Chili - I am in the no-beans in my Chili side of things. Competitive Chili Cook-Off rules in Texas forbid the use of any solids other than meat. Onion and Garlic must be in the form of powder. I use the real veggies myself. Beans are OK if you like them, but that Hamburger Helper looking stuff pictured last month with the pasta is not real Chili!
Long form I call it "chili" with no beans and "chili beans or chili with beans" if it has beans, naturally.
Short form both are "chili"
But no tomatoes. Carmelized onions and mashed garlic or minced garlic is fine with me.
The pot I made Friday for Saturday's chili social at church was not quite as good as last weeks. Ifollowed the sme basic idea but tweaked a few things. A little more of a few spices and a little less of a few others. In the end I think it was slightly over spiced. The extra of some was more than the less of the others. It's still good and I had some today after another day of mellowing... I have chili for lunch the rest of the week.
This is the basic recipe I followed (made up)
Two large onions, diced, and slow cooked on low heat to carmelize. I used a mix of bacon fat and avocado oil. Avocado oil doesn't taste like avocados. It's just higher smoking point vegetable oil (that's better than the seed oils for you). I didn't have that much bacon fat on hand so used both. Added a couple tablespoons of fresh minced garlic towards the end.
Added the beans. Use whatever you like. I like black beans and white beans so used 5 cans of black beans and 4 cans of navy beans. Total 9 cans
Add spices
1 tablespoon "Spice Chili Lime" (Something I found at Costco -- a cayenne lime seasoning that's good on most things)
1 tablespoon "Kinder's -- The Taco blend"
2 Tablespoons Ground Cumin
2 teaspoons ground coriander
2 tablespoons yellow curry powder
1 teaspoon Madras Curry Powder
1 teaspoon chinese szechuan chili powder (this is more a numbing or tingling agent than hot which is why its only a teaspoon)
2 tablespoons smoked paprika
5 tablespoons chili powder (I had two different ones on hand, both from McCormick, one is Dark Chili Powder, and one is Chili Powder (which is a darker color than the dark chili powder one). I put in 3 of on and 2 of the other since I had both
1 teaspoon white pepper
4 tablespoons mexican oregano
1 heaping tablespoon Korean Gochujang -- this is a red chili paste common in Korean cooking and bibimbap
A couple bay leaves
1/4 cup soy sauce
1/4 cup Worcestershire sauce
1 -- 1 1/2 cups water, heated, with 4-5 beef bullion cubes dissolved
I had the following in the refrigerator -- both from the asian store, so I put 2 tablespoons of each in
---chili oil with fermented soybeans
---fermented chili bean paste
a teaspoon or so of habanero hot sauce. The first time I used the El Azteca green as they was sitting by the stove.
ETA: I also added 3-4 tablesppons cocoa powder.

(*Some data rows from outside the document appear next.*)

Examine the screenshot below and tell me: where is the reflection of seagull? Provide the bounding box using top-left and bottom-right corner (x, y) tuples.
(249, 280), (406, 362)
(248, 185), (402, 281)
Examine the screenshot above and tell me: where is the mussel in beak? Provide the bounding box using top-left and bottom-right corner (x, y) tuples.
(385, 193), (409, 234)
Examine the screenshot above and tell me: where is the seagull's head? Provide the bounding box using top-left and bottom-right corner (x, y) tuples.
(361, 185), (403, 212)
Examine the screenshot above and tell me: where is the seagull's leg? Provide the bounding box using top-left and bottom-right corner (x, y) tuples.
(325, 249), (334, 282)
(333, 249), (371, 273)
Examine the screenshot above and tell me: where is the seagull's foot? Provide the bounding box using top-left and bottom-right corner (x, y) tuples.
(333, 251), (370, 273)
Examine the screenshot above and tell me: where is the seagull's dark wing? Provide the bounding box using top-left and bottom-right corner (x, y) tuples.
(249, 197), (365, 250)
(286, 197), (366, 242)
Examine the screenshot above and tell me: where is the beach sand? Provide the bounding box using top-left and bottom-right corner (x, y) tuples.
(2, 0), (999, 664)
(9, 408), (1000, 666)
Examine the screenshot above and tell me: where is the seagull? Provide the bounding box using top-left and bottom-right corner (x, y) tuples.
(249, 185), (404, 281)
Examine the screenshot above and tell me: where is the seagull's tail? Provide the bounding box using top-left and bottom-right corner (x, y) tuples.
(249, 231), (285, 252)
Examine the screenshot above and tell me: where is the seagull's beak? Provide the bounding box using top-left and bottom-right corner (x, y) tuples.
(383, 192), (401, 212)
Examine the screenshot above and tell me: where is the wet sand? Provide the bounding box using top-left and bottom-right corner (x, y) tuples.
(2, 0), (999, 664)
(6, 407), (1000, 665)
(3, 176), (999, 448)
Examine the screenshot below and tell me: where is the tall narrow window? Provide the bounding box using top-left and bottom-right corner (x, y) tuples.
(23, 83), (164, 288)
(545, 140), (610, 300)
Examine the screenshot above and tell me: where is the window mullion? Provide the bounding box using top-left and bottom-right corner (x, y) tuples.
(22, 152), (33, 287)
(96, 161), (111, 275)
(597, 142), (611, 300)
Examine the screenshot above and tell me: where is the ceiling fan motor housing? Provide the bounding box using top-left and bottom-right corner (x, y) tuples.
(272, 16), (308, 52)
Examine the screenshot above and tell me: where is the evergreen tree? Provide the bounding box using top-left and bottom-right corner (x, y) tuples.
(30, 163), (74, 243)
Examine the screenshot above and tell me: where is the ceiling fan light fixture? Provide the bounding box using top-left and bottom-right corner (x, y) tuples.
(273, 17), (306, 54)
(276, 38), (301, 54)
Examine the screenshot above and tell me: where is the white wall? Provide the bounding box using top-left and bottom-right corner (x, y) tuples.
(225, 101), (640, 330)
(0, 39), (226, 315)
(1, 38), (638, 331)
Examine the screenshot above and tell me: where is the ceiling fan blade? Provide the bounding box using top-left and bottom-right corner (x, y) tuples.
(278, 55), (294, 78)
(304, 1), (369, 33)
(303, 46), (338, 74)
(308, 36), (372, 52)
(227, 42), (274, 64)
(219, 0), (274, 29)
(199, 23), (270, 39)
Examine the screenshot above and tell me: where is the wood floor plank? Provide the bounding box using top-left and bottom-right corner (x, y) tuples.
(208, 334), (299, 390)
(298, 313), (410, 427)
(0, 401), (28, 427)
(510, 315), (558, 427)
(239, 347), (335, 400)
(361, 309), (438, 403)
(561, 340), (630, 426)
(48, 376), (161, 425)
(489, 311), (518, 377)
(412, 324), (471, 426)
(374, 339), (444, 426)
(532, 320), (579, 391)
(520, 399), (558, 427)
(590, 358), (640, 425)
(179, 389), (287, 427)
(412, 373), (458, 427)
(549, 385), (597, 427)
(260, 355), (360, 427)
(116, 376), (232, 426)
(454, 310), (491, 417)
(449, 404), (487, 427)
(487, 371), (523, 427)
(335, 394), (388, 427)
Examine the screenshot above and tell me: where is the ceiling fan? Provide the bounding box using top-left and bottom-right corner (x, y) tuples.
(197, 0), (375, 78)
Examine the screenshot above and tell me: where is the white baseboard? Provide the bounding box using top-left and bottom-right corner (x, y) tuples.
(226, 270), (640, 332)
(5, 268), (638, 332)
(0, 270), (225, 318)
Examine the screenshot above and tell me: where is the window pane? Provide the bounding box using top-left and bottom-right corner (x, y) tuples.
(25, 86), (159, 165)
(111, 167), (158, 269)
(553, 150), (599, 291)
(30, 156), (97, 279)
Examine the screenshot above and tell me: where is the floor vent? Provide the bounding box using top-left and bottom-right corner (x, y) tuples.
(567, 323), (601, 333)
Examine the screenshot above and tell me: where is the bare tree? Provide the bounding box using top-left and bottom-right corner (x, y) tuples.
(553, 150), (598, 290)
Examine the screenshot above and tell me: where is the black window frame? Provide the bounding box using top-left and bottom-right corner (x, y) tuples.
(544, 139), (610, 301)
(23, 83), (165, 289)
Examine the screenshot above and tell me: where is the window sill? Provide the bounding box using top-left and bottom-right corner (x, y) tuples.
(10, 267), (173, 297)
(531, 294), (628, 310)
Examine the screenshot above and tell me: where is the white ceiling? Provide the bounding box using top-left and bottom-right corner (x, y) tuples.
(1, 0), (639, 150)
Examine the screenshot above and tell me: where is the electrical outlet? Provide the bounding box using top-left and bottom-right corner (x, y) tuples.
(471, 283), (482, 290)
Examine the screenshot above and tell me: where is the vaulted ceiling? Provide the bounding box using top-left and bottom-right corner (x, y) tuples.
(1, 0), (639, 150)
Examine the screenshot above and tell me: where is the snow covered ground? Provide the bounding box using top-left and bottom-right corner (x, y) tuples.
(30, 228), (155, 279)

I used a mix of raw cacao powder and nice dark dutched cocoa powder
3-4 tablespoons sugar, or agave syrup, or honey, or whatever you want. In sauces, a little sugar balances out the sour of the hot. (This is why spaghetti often has fruit juice or sweet wine or carrot juice or grated carrots or honey or sugar)
Once that was cooking I brownded and crumbled 6 pounds of ground meat. Use what you have or like. I used 2.5 pounds ground beef (ground chuck), 1.5 pounds fresh ground pork, an 2 pouds of the cheap frozen ground turkey. All browned and crumbled together. In chili you can't really tell what ind of meat it is and the frozen turkey 1lb logs are only $2 each vs $4-5 for ground beef and just udner that for the pork.
Mix the ground meat in and then I turned off the heat and let it sit over night. Next morning I put it in the fridge. That evening I took it out and warmed it up and served it. It was quite good. A bit more robust in flavor due to some of the small amounts of the non-standard spices like curry. The Chili powder and cumin and paprika and stuff were the overwhelming normal spices but a little of the rest gave it some depth. It was one of the better ones I've made in the last few years. It had a nice warm after taste but did not bite you up front.
Note above some are tablespoons and some are only teaspoons!
The amount given above filled our 8 qt hexclad stock pot.